Coren Chemical, Inc., develops industrial chemicals
that are used by other manufacturers to produce photographic
chemicals, preservatives, and lubricants.
One of their products, K-1000, is used by several
photographic companies to make a chemical that is
used in the film-developing process. To produce
K-1000 efficiently, Coren Chemical uses the batch
approach, in which a certain number of gallons is
produced at one time. This reduces setup costs and
allows Coren Chemical to produce K-1000 at a competitive
price. Unfortunately, K-1000 has a very
short shelf life of about one month.
Coren Chemical produces K-1000 in batches
of 500 gallons, 1,000 gallons, 1,500 gallons, and
2,000 gallons. Using historical data, David Coren
was able to determine that the probability of selling
500 gallons of K-1000 is 0.2. The probabilities of
selling 1,000, 1,500, and 2,000 gallons are 0.3, 0.4,
and 0.1, respectively. The question facing David ishow many gallons to produce of K-1000 in the next
batch run. K-1000 sells for $20 per gallon. Manufacturing
cost is $12 per gallon, and handling costs and
warehousing costs are estimated to be $1 per gallon.

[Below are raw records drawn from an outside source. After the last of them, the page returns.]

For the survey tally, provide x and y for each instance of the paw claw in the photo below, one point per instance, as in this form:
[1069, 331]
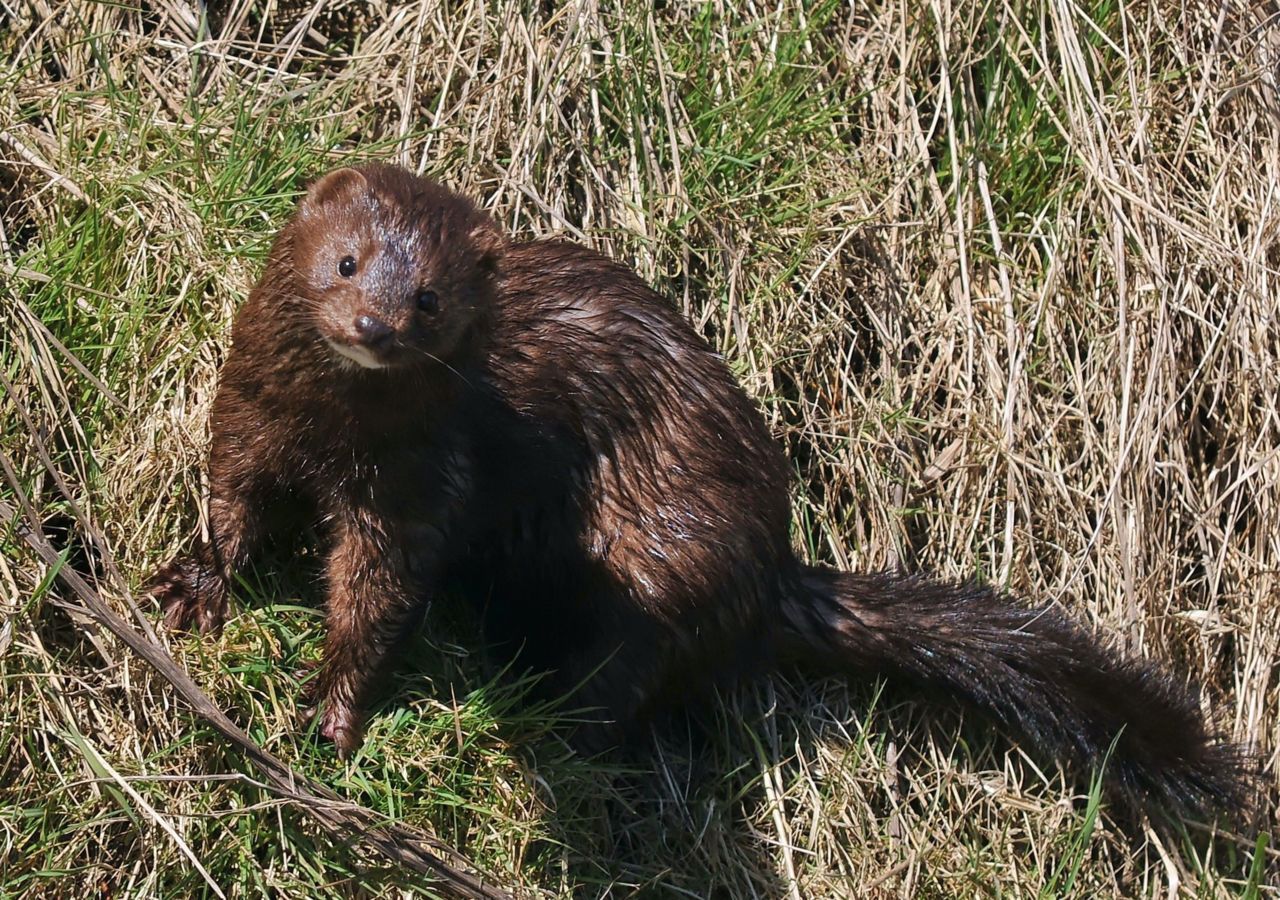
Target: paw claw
[343, 729]
[190, 598]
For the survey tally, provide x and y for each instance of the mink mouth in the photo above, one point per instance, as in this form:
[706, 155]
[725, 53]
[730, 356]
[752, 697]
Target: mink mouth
[359, 353]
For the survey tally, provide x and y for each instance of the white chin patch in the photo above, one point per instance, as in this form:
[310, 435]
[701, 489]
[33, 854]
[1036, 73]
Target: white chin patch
[359, 355]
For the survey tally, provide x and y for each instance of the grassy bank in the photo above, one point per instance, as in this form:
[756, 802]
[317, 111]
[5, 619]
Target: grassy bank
[1000, 275]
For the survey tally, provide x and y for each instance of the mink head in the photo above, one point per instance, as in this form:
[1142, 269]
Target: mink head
[392, 269]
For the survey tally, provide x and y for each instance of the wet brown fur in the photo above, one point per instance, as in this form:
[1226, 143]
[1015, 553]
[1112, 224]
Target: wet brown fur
[558, 439]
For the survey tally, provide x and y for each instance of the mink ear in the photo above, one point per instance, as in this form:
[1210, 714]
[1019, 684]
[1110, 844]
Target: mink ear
[489, 243]
[337, 184]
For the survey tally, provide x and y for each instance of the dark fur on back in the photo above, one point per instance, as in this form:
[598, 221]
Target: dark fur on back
[535, 423]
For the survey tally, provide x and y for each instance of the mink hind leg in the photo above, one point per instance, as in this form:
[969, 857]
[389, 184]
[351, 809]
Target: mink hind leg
[600, 661]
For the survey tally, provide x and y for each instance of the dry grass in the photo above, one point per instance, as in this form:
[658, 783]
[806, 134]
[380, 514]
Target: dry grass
[1002, 277]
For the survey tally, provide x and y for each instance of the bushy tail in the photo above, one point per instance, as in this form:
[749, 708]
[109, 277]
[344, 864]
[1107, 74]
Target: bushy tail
[1032, 670]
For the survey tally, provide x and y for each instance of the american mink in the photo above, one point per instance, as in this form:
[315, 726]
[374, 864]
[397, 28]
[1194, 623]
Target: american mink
[534, 421]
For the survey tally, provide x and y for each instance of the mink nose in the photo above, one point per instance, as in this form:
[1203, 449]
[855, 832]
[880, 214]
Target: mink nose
[373, 332]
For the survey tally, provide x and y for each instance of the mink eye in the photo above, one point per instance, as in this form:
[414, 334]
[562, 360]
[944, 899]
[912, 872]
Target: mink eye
[428, 301]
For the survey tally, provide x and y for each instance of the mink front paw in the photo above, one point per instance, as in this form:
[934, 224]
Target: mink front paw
[191, 597]
[343, 726]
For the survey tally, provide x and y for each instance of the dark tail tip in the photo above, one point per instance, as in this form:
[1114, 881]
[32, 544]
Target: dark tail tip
[1033, 671]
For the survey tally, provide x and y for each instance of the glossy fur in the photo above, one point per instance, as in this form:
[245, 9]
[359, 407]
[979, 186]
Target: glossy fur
[560, 441]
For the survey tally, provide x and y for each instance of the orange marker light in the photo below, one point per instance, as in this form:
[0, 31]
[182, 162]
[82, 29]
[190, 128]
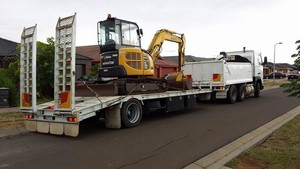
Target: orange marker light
[72, 119]
[216, 77]
[29, 116]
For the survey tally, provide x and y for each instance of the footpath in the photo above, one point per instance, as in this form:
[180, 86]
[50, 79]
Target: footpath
[218, 158]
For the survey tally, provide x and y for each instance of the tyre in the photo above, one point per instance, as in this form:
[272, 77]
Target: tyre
[257, 89]
[232, 94]
[131, 113]
[241, 93]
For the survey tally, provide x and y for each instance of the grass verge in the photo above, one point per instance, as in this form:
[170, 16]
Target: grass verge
[279, 151]
[11, 120]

In the past, David has allocated advertising costs to
K-1000 at $3 per gallon. If K-1000 is not sold after
the batch run, the chemical loses much of its important
properties as a developer. It can, however, be
sold at a salvage value of $13 per gallon. Furthermore,
David has guaranteed to his suppliers that
there will always be an adequate supply of K-1000.
If David does run out, he has agreed to purchase a
comparable chemical from a competitor at $25 per
gallon. David sells all of the chemical at $20 per gallon,
so his shortage means that David loses the $5 to
buy the more expensive chemical.
(a) Develop a decision tree of this problem.
(b) What is the best solution?
(c) Determine the expected value of perfect information.